L’informatisation de votre cabinet a-t-elle été vécue comme une épreuve ou plutôt comme une mesure salvatrice de votre métier ?

Ne disposant pas de secrétaire, j’ai informatisé mon cabinet depuis 1987. Dans un premier temps, cela m’a déchargé des tâches administratives (renseignement des fiches médicales cartonnées, remplissage des DEP et des feuilles de soins, correspondance avec les médecins et les caisses, tenue manuelle de la comptabilité ).
Puis, avec l’évolution des logiciels professionnels et de la micro-informatique, de nouvelles fonctions sont venues se greffer : statistiques d’activité, bilans. Plus récemment, avec l’arrivée de l’informatique communicante, et la création du Réseau Rééduc, les échanges électroniques avec les caisses et entre les professionnels de santé ont encore élargi la place de l’informatique dans mon cabinet. Comme le téléphone naguère, l’informatique fait désormais partie intégrante de l’environnement d’un cabinet de kinésithérapie performant. Il s’agit d’un fait de société, non d’une épreuve.
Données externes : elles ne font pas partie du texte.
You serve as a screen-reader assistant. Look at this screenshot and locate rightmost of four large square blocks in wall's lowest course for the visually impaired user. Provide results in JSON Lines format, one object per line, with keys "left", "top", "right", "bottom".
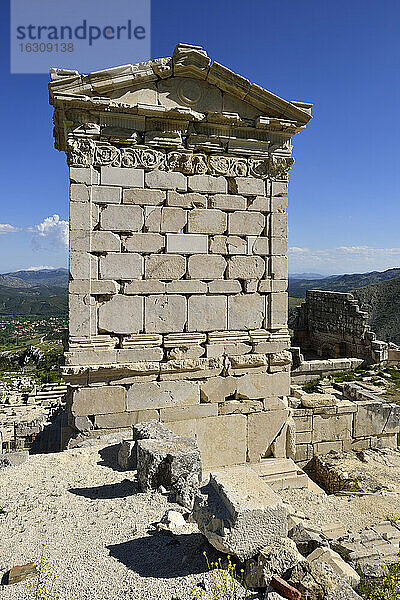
{"left": 228, "top": 294, "right": 265, "bottom": 330}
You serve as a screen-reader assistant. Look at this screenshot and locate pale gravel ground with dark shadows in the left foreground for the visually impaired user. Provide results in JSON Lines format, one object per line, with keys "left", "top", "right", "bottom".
{"left": 0, "top": 446, "right": 250, "bottom": 600}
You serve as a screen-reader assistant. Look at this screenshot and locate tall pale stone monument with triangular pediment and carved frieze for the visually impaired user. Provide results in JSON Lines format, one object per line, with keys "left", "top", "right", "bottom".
{"left": 49, "top": 44, "right": 311, "bottom": 466}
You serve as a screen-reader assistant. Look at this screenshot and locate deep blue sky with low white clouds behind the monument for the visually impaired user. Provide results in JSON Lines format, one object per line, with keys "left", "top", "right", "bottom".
{"left": 0, "top": 0, "right": 400, "bottom": 274}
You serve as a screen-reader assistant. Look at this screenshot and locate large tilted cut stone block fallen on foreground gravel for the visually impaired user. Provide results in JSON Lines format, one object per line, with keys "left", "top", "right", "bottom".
{"left": 193, "top": 467, "right": 287, "bottom": 560}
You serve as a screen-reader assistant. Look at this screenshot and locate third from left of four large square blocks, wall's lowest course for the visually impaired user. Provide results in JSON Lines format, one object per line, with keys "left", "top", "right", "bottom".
{"left": 187, "top": 296, "right": 227, "bottom": 331}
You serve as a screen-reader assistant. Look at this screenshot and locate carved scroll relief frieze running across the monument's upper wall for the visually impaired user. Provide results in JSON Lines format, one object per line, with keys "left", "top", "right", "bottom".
{"left": 68, "top": 137, "right": 294, "bottom": 180}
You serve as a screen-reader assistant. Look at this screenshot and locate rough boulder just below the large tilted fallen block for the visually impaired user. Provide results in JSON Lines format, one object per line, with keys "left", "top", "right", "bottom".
{"left": 245, "top": 537, "right": 303, "bottom": 588}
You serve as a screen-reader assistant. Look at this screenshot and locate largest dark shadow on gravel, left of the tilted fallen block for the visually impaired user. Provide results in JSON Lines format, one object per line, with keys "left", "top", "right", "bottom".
{"left": 107, "top": 533, "right": 210, "bottom": 579}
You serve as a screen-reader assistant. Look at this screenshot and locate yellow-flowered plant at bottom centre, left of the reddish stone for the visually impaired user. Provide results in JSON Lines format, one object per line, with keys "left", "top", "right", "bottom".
{"left": 192, "top": 552, "right": 250, "bottom": 600}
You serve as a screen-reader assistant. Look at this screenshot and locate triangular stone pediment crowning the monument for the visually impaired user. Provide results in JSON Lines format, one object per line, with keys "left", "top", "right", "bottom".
{"left": 49, "top": 44, "right": 312, "bottom": 128}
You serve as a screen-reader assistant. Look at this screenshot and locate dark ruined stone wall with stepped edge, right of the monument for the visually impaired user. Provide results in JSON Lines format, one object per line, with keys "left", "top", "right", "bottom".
{"left": 293, "top": 290, "right": 387, "bottom": 363}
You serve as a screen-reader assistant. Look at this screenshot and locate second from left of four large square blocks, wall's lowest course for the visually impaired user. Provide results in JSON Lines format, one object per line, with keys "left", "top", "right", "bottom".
{"left": 145, "top": 294, "right": 186, "bottom": 333}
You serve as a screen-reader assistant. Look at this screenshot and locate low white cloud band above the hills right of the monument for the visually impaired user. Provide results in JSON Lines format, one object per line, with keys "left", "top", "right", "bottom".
{"left": 289, "top": 246, "right": 400, "bottom": 273}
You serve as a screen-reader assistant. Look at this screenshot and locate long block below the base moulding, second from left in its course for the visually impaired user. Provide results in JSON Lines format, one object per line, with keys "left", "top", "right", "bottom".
{"left": 127, "top": 381, "right": 200, "bottom": 411}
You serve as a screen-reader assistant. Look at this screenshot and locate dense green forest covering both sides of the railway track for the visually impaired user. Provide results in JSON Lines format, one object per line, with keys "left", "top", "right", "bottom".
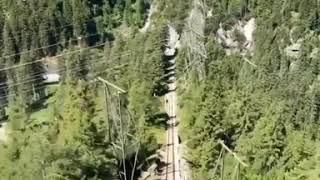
{"left": 0, "top": 0, "right": 320, "bottom": 180}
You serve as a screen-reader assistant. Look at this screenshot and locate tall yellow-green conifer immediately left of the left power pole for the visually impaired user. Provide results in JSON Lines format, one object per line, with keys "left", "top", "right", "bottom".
{"left": 54, "top": 79, "right": 117, "bottom": 179}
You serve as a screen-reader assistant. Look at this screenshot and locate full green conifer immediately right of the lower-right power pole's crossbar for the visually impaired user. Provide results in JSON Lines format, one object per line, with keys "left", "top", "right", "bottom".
{"left": 238, "top": 105, "right": 286, "bottom": 174}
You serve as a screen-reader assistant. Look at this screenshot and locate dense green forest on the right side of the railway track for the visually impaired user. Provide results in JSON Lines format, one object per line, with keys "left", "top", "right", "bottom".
{"left": 179, "top": 0, "right": 320, "bottom": 180}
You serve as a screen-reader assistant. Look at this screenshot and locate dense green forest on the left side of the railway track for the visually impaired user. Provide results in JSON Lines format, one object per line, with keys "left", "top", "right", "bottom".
{"left": 0, "top": 0, "right": 174, "bottom": 180}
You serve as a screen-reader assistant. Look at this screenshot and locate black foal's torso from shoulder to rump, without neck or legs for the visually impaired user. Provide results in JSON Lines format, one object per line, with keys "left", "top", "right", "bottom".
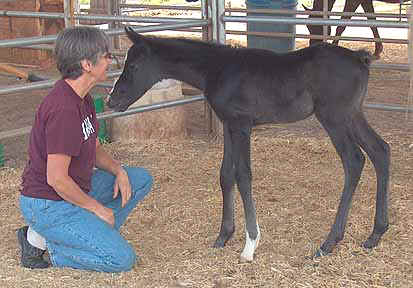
{"left": 197, "top": 44, "right": 370, "bottom": 125}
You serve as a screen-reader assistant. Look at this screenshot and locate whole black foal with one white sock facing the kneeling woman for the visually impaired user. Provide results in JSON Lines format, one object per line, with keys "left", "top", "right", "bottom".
{"left": 108, "top": 28, "right": 390, "bottom": 261}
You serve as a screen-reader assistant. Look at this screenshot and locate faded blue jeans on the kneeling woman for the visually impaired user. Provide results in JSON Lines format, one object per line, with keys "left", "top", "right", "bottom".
{"left": 20, "top": 167, "right": 152, "bottom": 272}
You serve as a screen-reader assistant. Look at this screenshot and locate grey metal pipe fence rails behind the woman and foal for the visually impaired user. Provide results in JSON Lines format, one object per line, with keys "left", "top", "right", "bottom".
{"left": 0, "top": 0, "right": 413, "bottom": 140}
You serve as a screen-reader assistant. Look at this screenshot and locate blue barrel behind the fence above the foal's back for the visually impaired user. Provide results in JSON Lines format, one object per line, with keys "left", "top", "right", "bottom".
{"left": 246, "top": 0, "right": 297, "bottom": 53}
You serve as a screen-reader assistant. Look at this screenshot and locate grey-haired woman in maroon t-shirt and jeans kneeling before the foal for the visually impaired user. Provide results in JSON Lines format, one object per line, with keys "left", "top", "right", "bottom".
{"left": 17, "top": 27, "right": 152, "bottom": 272}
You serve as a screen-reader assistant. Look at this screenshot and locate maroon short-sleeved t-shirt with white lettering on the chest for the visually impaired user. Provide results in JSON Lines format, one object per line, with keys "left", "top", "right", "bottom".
{"left": 22, "top": 80, "right": 98, "bottom": 200}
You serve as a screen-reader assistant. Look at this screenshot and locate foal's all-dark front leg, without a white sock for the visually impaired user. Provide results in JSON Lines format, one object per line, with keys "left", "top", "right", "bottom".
{"left": 214, "top": 122, "right": 235, "bottom": 248}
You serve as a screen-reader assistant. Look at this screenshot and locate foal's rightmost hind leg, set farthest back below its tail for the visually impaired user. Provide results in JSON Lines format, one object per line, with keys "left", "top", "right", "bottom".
{"left": 354, "top": 112, "right": 390, "bottom": 248}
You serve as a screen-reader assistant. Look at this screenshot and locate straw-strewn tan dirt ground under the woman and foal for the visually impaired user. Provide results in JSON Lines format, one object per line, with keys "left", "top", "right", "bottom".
{"left": 0, "top": 34, "right": 413, "bottom": 288}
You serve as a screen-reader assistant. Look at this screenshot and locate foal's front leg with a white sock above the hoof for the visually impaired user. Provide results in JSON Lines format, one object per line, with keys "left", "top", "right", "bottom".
{"left": 229, "top": 119, "right": 260, "bottom": 262}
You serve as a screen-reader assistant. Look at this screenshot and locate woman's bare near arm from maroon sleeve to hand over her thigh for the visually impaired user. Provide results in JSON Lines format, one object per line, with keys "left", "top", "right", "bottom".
{"left": 47, "top": 154, "right": 115, "bottom": 226}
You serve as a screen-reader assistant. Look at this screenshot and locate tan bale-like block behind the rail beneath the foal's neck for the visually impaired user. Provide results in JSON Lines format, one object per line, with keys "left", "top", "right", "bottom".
{"left": 109, "top": 79, "right": 186, "bottom": 141}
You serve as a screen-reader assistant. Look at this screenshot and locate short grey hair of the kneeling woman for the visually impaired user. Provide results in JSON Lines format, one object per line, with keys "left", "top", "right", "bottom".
{"left": 54, "top": 26, "right": 109, "bottom": 79}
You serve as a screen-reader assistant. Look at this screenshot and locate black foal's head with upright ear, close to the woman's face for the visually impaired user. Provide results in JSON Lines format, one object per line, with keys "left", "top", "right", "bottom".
{"left": 108, "top": 27, "right": 161, "bottom": 111}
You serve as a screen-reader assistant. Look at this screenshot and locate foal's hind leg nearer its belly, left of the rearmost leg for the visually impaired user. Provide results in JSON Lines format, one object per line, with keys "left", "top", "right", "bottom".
{"left": 314, "top": 115, "right": 365, "bottom": 257}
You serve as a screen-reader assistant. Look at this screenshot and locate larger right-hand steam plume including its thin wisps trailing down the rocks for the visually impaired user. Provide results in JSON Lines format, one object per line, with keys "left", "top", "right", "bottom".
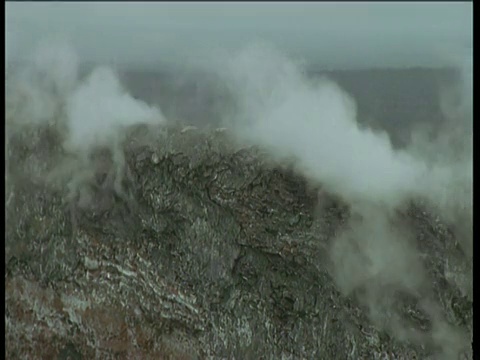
{"left": 210, "top": 45, "right": 472, "bottom": 358}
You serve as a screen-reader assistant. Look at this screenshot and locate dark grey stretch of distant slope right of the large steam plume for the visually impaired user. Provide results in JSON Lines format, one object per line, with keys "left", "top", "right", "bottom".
{"left": 329, "top": 68, "right": 455, "bottom": 146}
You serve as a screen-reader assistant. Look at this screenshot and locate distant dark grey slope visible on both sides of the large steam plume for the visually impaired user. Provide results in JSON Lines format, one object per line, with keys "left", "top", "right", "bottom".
{"left": 118, "top": 68, "right": 455, "bottom": 146}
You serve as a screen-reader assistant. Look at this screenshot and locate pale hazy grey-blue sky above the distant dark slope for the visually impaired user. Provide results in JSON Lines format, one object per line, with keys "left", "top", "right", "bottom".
{"left": 6, "top": 2, "right": 473, "bottom": 68}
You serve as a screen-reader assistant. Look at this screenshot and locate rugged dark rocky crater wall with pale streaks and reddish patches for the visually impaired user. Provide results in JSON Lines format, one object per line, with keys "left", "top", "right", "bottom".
{"left": 5, "top": 117, "right": 472, "bottom": 359}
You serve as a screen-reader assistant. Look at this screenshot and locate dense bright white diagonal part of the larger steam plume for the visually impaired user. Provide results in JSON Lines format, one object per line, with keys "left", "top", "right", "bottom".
{"left": 217, "top": 45, "right": 427, "bottom": 202}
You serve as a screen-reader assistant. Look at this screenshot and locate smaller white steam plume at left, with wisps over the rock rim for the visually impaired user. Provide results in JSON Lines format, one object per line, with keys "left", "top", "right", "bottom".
{"left": 7, "top": 42, "right": 165, "bottom": 205}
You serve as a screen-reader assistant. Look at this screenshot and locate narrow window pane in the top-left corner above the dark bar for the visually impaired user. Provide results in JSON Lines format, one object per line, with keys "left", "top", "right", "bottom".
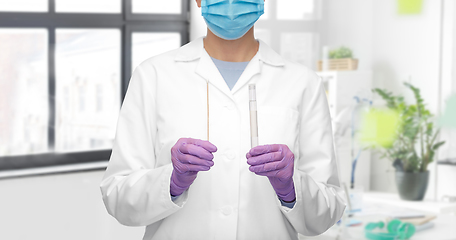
{"left": 0, "top": 0, "right": 48, "bottom": 12}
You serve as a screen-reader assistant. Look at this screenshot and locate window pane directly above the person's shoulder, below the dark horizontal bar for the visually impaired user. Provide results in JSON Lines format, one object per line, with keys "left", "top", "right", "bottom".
{"left": 132, "top": 33, "right": 181, "bottom": 70}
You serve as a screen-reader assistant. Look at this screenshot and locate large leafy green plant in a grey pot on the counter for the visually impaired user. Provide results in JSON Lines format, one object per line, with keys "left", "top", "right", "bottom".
{"left": 373, "top": 83, "right": 445, "bottom": 201}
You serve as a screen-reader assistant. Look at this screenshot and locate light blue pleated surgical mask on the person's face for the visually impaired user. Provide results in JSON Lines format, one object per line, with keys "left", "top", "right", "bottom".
{"left": 201, "top": 0, "right": 264, "bottom": 40}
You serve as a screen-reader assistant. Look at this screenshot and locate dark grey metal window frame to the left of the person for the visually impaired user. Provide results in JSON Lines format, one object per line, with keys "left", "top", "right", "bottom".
{"left": 0, "top": 0, "right": 189, "bottom": 179}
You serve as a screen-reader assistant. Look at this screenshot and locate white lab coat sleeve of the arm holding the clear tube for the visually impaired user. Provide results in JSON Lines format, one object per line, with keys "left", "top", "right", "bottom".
{"left": 280, "top": 71, "right": 346, "bottom": 236}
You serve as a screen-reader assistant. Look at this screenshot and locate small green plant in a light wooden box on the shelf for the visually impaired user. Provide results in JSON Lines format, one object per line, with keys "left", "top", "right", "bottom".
{"left": 318, "top": 46, "right": 358, "bottom": 71}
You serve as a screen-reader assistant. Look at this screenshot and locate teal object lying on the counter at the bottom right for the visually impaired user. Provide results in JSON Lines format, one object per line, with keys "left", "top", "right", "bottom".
{"left": 364, "top": 219, "right": 416, "bottom": 240}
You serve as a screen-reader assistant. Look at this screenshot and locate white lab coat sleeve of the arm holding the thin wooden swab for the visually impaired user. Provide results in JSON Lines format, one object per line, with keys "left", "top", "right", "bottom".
{"left": 100, "top": 62, "right": 187, "bottom": 226}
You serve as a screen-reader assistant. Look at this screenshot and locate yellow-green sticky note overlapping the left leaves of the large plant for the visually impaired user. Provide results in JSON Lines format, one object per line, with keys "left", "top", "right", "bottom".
{"left": 359, "top": 108, "right": 400, "bottom": 148}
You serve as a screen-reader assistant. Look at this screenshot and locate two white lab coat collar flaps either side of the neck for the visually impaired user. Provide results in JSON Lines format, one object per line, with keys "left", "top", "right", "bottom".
{"left": 174, "top": 37, "right": 285, "bottom": 67}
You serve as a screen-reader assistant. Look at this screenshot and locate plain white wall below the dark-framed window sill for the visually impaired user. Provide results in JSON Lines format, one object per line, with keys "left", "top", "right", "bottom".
{"left": 0, "top": 171, "right": 144, "bottom": 240}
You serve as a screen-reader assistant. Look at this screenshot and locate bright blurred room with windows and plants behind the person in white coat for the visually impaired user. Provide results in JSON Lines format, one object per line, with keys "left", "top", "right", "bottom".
{"left": 0, "top": 0, "right": 456, "bottom": 240}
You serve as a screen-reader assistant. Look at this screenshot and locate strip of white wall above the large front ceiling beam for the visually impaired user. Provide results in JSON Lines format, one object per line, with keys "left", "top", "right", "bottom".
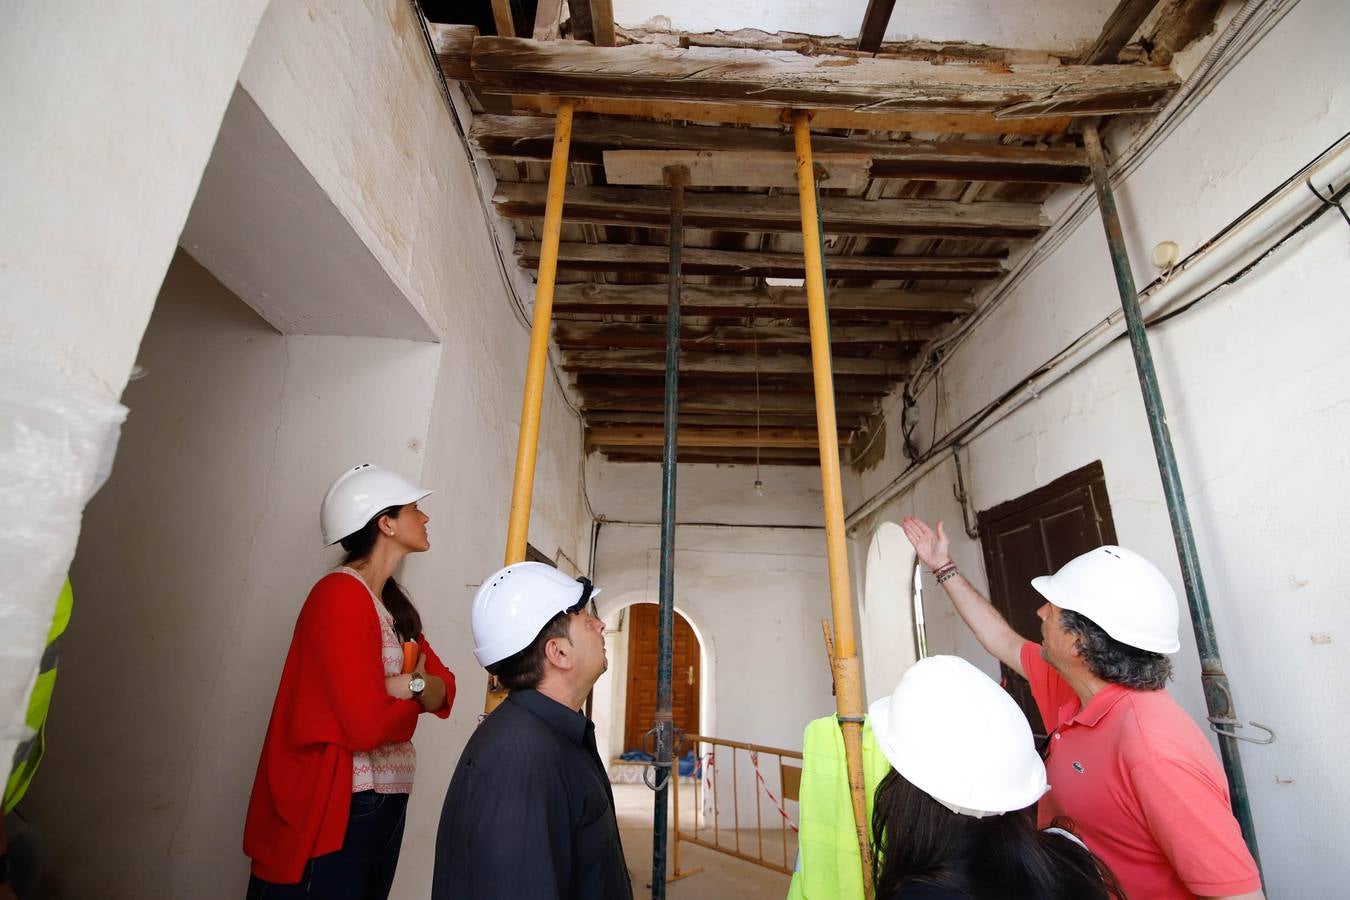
{"left": 614, "top": 0, "right": 1115, "bottom": 51}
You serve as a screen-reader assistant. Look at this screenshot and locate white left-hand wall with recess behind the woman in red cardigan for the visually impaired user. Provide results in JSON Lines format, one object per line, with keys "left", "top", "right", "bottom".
{"left": 13, "top": 0, "right": 589, "bottom": 900}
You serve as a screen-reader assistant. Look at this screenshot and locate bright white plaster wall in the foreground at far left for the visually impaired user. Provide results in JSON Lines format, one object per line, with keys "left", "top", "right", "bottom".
{"left": 0, "top": 0, "right": 266, "bottom": 777}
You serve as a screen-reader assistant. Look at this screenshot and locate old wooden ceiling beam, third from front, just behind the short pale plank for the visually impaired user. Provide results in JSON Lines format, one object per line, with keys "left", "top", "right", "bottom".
{"left": 493, "top": 182, "right": 1049, "bottom": 237}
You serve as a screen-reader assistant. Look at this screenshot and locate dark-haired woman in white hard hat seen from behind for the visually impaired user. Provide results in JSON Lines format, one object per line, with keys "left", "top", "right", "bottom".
{"left": 868, "top": 656, "right": 1123, "bottom": 900}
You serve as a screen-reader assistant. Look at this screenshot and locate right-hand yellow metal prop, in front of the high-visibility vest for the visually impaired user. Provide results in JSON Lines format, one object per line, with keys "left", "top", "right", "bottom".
{"left": 792, "top": 112, "right": 873, "bottom": 899}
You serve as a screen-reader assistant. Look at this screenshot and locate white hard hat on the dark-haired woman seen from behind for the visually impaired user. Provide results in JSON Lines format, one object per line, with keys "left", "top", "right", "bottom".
{"left": 868, "top": 656, "right": 1050, "bottom": 819}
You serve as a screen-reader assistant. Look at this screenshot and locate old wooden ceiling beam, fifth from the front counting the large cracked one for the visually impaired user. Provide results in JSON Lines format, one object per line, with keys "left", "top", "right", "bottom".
{"left": 554, "top": 285, "right": 975, "bottom": 321}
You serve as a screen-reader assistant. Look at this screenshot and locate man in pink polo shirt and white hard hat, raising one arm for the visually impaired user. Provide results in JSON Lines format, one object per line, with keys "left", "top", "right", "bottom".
{"left": 903, "top": 517, "right": 1265, "bottom": 900}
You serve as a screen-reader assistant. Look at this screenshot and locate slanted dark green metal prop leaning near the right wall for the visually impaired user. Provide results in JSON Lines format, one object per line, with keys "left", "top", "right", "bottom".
{"left": 1083, "top": 124, "right": 1261, "bottom": 868}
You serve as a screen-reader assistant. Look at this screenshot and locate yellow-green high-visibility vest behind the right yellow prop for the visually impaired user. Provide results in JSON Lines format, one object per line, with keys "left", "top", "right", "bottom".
{"left": 787, "top": 715, "right": 891, "bottom": 900}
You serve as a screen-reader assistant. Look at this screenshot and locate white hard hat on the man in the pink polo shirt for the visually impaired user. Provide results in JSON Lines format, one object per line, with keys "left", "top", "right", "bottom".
{"left": 1031, "top": 544, "right": 1181, "bottom": 653}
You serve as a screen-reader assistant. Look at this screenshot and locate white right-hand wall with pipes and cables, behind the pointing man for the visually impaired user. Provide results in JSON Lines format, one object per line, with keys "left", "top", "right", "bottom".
{"left": 849, "top": 0, "right": 1350, "bottom": 896}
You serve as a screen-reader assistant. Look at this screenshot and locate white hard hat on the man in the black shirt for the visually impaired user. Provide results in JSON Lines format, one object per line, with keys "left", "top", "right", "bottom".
{"left": 470, "top": 563, "right": 599, "bottom": 668}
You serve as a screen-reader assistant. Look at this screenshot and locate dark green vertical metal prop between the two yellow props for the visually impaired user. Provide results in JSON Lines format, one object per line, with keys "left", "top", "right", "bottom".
{"left": 652, "top": 166, "right": 689, "bottom": 900}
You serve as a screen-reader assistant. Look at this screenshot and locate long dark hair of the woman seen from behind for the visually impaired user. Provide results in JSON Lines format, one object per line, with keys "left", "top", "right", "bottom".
{"left": 872, "top": 769, "right": 1125, "bottom": 900}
La Kinésithérapie et sa diversification, quand pensez-vous ?

Façonnés par une formation théorique axée sur les pathologies et une formation pratique en milieu hospitalier, trop de professionnels oublient que leurs compétences ne sont pas exclusivement thérapeutiques : La prévention et la remise en forme sont également des facettes brillantes de l’exercice de la Masso-Kinésithérapie. Pour ne plus dépendre entièrement du financement des régimes obligatoires d’assurance maladie, mais aussi pour répondre aux demandes de la population, les Masseurs Kinésithérapeutes doivent donc faire autant d’effort pour diversifier leur activité qu’ils consacrent de temps à l’actualisation de leurs connaissances thérapeutiques.

Un message pour nos lecteurs ?

Conformément à la mission qui nous a été confiée, nous avons obtenu des pouvoirs publics la modernisation du cadre réglementaire de notre exercice. A présent, il appartient à tous les Masseurs Kinésithérapeutes de s’approprier cette réforme, et d’assumer quotidiennement leurs responsabilités de professionnels de santé à part entière, émancipés de la tutelle de papa médecin et de maman sécu. Je sais qu’ils sauront faire bon usage de cet accroissement de leur autonomie.